Marilena Chauí
Vídeo 01
Quando os gregos pensavam na política, o que eles entendiam por política foi
alguma coisa que eles próprio inventaram. Isto não quer dizer que antes dos
gregos, antes dos romanos não houvesse o exercício do poder, não houvesse
governo, não houvesse autoridade. Claro que havia, nos grandes impérios que
existiram antes e depois do mundo grego e do mundo romano. Mas qual era a
marca do poder nestes grandes impérios antigos. A marca era a identidade entre o
poder e a figura do governante. O governante era a encarnação do poder.
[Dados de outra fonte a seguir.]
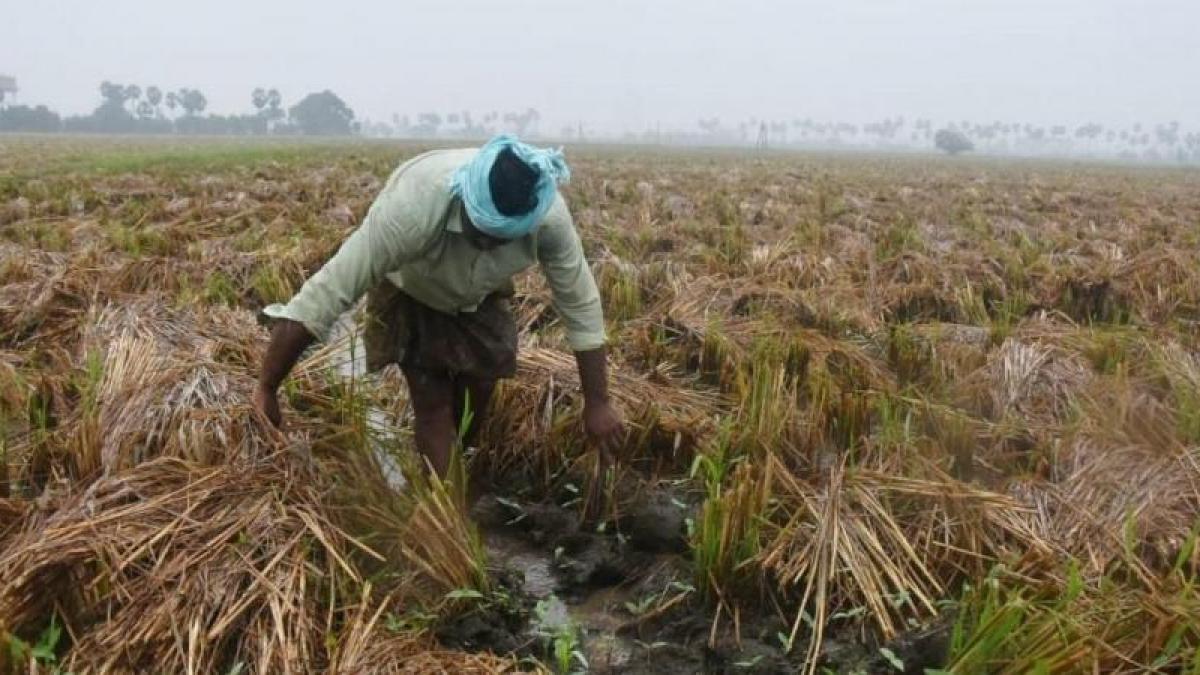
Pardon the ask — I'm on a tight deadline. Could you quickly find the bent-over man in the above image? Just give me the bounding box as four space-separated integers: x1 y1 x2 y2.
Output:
254 135 623 476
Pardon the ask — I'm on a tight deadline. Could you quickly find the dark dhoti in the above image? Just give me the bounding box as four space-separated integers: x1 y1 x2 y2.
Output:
364 281 517 380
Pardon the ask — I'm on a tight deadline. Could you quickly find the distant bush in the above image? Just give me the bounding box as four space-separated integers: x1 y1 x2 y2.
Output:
0 106 62 132
288 89 358 136
934 129 974 155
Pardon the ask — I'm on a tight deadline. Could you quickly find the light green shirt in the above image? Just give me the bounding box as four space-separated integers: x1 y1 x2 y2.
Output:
263 149 605 352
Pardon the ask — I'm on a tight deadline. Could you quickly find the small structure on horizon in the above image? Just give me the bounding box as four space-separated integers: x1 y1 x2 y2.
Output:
0 74 17 103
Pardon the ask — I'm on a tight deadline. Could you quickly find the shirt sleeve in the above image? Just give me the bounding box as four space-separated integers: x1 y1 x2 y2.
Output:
538 197 605 352
263 176 437 340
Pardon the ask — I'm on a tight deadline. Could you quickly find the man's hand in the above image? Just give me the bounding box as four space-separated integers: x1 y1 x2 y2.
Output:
583 401 625 458
254 384 283 429
254 319 313 428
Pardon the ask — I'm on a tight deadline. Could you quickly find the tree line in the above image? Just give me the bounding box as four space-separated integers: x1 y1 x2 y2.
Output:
0 80 359 136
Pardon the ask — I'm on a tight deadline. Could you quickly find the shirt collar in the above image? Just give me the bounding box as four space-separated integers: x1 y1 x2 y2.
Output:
446 197 463 234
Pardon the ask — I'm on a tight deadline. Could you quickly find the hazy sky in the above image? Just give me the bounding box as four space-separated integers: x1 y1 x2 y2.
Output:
0 0 1200 131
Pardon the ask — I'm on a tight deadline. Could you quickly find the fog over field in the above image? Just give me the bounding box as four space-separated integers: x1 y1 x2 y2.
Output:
0 0 1200 133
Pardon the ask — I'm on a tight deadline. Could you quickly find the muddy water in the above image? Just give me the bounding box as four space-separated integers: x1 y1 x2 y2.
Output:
485 531 637 673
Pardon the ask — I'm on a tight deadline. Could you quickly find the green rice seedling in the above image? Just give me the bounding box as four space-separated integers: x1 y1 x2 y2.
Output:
954 281 991 325
596 258 642 322
1082 327 1135 375
690 420 769 600
875 214 925 263
1152 345 1200 444
887 323 934 387
738 339 806 452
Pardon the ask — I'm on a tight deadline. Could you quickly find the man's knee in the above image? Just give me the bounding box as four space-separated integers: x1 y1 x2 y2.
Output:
404 369 454 417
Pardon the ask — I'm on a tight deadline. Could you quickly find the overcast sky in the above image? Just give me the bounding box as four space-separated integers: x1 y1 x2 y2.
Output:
0 0 1200 131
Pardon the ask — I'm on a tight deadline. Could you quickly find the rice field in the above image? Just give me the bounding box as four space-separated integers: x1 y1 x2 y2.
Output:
0 137 1200 674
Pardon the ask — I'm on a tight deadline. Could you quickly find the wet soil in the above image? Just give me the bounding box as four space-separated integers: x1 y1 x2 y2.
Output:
453 490 949 675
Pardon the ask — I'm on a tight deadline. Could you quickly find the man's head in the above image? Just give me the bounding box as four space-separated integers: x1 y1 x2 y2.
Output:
487 148 540 216
450 135 571 240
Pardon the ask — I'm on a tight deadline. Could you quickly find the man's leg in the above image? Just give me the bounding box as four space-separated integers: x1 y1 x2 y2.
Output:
454 375 496 446
401 368 456 478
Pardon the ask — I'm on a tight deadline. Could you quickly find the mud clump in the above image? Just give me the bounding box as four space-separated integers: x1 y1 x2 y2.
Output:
620 491 695 554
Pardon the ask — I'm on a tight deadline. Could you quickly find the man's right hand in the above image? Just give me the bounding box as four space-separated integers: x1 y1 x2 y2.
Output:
254 384 283 429
254 319 313 428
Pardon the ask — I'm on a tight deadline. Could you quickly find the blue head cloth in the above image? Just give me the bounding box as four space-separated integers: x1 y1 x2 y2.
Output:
450 133 571 239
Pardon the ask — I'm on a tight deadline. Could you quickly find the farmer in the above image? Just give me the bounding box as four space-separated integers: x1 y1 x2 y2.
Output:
254 135 623 476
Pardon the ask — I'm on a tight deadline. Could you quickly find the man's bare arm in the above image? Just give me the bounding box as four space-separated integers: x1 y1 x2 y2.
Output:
575 347 624 452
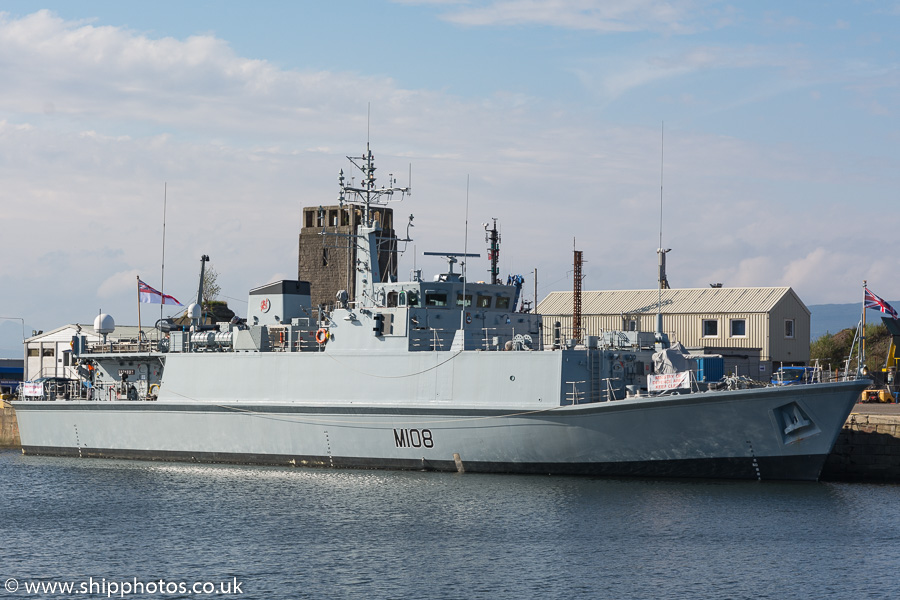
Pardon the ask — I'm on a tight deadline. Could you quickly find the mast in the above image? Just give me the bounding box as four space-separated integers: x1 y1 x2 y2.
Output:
572 240 584 342
484 217 500 285
338 142 411 304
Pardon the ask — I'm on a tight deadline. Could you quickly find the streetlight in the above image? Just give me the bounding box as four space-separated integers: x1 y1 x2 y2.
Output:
0 317 25 352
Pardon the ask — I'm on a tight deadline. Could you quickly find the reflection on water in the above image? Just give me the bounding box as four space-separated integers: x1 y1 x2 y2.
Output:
0 452 900 599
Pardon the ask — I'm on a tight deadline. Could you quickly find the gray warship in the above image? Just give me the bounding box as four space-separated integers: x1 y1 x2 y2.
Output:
13 148 869 480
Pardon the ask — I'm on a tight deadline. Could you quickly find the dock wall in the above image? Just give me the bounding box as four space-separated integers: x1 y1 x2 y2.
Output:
821 413 900 482
0 400 22 448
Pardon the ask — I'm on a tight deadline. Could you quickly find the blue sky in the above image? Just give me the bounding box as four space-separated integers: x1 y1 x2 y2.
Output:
0 0 900 356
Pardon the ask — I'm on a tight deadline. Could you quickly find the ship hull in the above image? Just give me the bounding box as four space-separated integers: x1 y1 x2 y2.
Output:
8 381 867 480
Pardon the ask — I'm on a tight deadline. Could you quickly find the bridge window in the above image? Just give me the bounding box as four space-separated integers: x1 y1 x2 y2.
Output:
425 292 447 306
456 294 472 306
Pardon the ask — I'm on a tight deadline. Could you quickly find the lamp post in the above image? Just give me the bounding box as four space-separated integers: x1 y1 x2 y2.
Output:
0 317 25 353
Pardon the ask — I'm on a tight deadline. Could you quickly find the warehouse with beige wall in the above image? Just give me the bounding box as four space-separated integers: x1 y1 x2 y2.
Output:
537 287 810 379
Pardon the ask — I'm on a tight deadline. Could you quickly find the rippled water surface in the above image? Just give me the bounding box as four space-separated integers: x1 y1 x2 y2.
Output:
0 451 900 600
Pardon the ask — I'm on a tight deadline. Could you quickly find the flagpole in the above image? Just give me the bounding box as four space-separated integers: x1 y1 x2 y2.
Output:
136 275 141 352
857 279 868 375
Como
pessoa encarnava nele a autoridade inteira, o poder inteiro. Ele era o autor da lei, o
autor da recompensa, o autor do castigo, o autor da justiça. Ou seja, a vontade do
governante, a vontade pessoal, individual dele era a única lei existente. O que nós
podemos dizer não é que não houvesse o poder, a autoridade antes dos gregos e
dos romanos. Pelo contrário, a imensidão dos grandes impérios antigos mostra que
o poder estava lá.
Qual é a diferença, entretanto dos gregos e romanos face a estes grandes impérios,
a este grande poder que havia na antiguidade?
Antes dos gregos e dos romanos, a característica do poder era a identificação entre
o ocupante do poder e o próprio poder. Ou seja, o governante era o próprio poder.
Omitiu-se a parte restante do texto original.